Tribute to our neighbor George

How does one pay tribute to a man who had such an impact on my life in such a short period of time? How does one take what he has learned from another individual and carry it forward to the next generation? Those are some of the questions I have been wrestling with over the recent weeks. This is all thanks to a man named George.

My wife, two daughters and I bought a house and moved to Bedford this past summer. We were encouraged by the sellers to, “get to know the man across the street.” Amidst the chaos of the move and transition we made it a priority to take their advice. We quickly meet our 94 year old neighbor George and from that moment our lives would be forever changed.

First impressions of George were that he was a friendly, but quiet man. Although in his mid-90s, he did not look a day over 75. His handshake was strong and memory sharp. If you asked George about himself he would be adamant that he was nothing special, but that could not be further from the truth. George is a member of America’s Greatest Generation. As my family got to know him we experienced this “greatness” firsthand. We were blessed to have many interactions with George and learned so much from this man. We learned, not because he was trying to teach us, but because of who he was. Here are some of our memories and what we learned from this great man:

George was Humble: There is no doubt he accomplished great things in his life. He was a World War II veteran serving in the U.S. Army Air Corps. He fought throughout Africa and Europe. He had a successful business career in manufacturing which culminated with him becoming a vice president for Velcro. Simply put, George was an American hero. As he periodically shared these stories with me and my wife, he always was overcome with humility. While we were in awe, he just had the perspective that he was “just doing his job.”

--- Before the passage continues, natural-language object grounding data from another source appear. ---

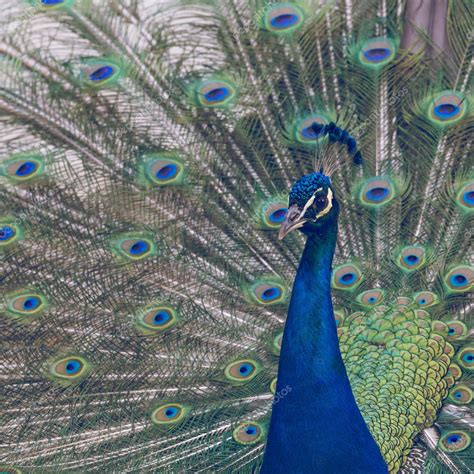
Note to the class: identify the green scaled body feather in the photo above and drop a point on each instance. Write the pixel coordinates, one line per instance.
(146, 154)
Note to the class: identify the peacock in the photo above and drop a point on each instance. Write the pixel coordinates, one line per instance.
(236, 236)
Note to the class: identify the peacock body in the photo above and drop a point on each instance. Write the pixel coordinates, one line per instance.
(151, 155)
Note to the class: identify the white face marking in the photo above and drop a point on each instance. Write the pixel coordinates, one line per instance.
(328, 207)
(311, 200)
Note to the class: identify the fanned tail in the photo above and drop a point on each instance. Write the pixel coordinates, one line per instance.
(146, 154)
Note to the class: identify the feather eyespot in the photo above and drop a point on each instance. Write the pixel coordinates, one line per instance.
(23, 168)
(242, 370)
(377, 52)
(447, 107)
(133, 248)
(215, 93)
(267, 292)
(157, 319)
(26, 304)
(371, 297)
(425, 299)
(99, 72)
(346, 277)
(164, 170)
(465, 196)
(169, 414)
(454, 441)
(459, 279)
(377, 192)
(69, 369)
(461, 395)
(248, 433)
(465, 358)
(284, 18)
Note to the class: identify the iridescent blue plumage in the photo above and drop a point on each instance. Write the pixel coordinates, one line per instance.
(154, 154)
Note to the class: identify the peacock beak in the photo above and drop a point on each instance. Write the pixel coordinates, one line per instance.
(294, 220)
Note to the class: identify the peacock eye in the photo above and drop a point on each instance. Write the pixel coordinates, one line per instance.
(321, 202)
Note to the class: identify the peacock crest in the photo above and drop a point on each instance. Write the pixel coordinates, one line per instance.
(236, 236)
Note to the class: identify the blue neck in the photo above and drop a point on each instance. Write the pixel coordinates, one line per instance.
(316, 426)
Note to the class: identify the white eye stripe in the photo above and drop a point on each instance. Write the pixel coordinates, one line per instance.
(310, 202)
(328, 207)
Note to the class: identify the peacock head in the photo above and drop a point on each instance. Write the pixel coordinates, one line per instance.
(312, 206)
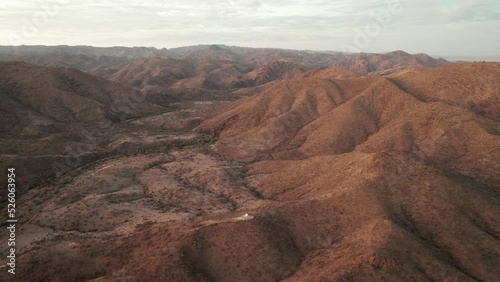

George was Patriotic: George loved our country. His military service spoke volumes to this point, but his patriotism did not end with the war. He stayed engaged in the current state of our nation. We spoke on election night in November after he returned from the voting booth. His longing to see our country thrive was apparent. The center-piece of his front yard is a tall flag pole flying the stars-and-stripes. He respected the flag, what it stands for and took pride in flying it.

George was a Family Man: We met a few members of the family when they would come to visit and heard stories of others. George was clearly the patriarch. His wife passed away several years ago, but they had been married over 60 years. He spoke of her (Irene) frequently and we know he still loved her dearly. George also had several grandchildren and great-grandchildren. He kept track of their birthdays and made sure to send each one a card.

George was Loyal: George visited the nursing home where his wife passed each and every week. He met with the residents and served them. Every Friday he would bring a box of ice cream sandwiches to share. Last fall I caught him leaving the neighborhood early in the morning. George was volunteering to help the nursing home bring the residents to the Deerfield Fair. He spent the entire day pushing wheel chairs around the hilly fairgrounds. Fit as a fiddle at 94 with most of the nursing home residents being younger than him.

George was a Generous Neighbor: He was quick to open his doors to help out our family. If we needed to borrow a tool from his garage, it was no problem. There was more than one occasion that I needed to utilize his wheel barrel for a quick yard project. George also insisted on sharing his pool with us. We had an open invitation anytime we wanted to go for a swim.

George was Industrious: George was a hard worker. He especially loved his yard work. Maintaining his pool was a favorite past time. In the fall he took care of all the leaves. One day I came home from work to see a large tree had been removed from his front yard. Did he hire someone to cut it down? Of course not. George cut it down himself with a chainsaw. I always insisted on helping with his projects, but he declined. I thought the cold winter might change his mind. After the first significant snow-storm of the season I shoveled his driveway. The next day he thanked me, but it was immediately followed by orders “not to make a habit of that.” My only reply was, “yes sir.”

George passed away in January. America lost one of its finest. New Hampshire said farewell to a legend. My family said goodbye to a dear friend. The seven months we were neighbors with George will leave a lasting imprint on my family. It was an honor, privilege and blessing to get to know this man from the Greatest Generation. God put this man in our lives for a reason. We learned so much from George in a short period of time. My wife and I will cherish the memories, honor his legacy and apply what we learned so we can pass it on to the next generation.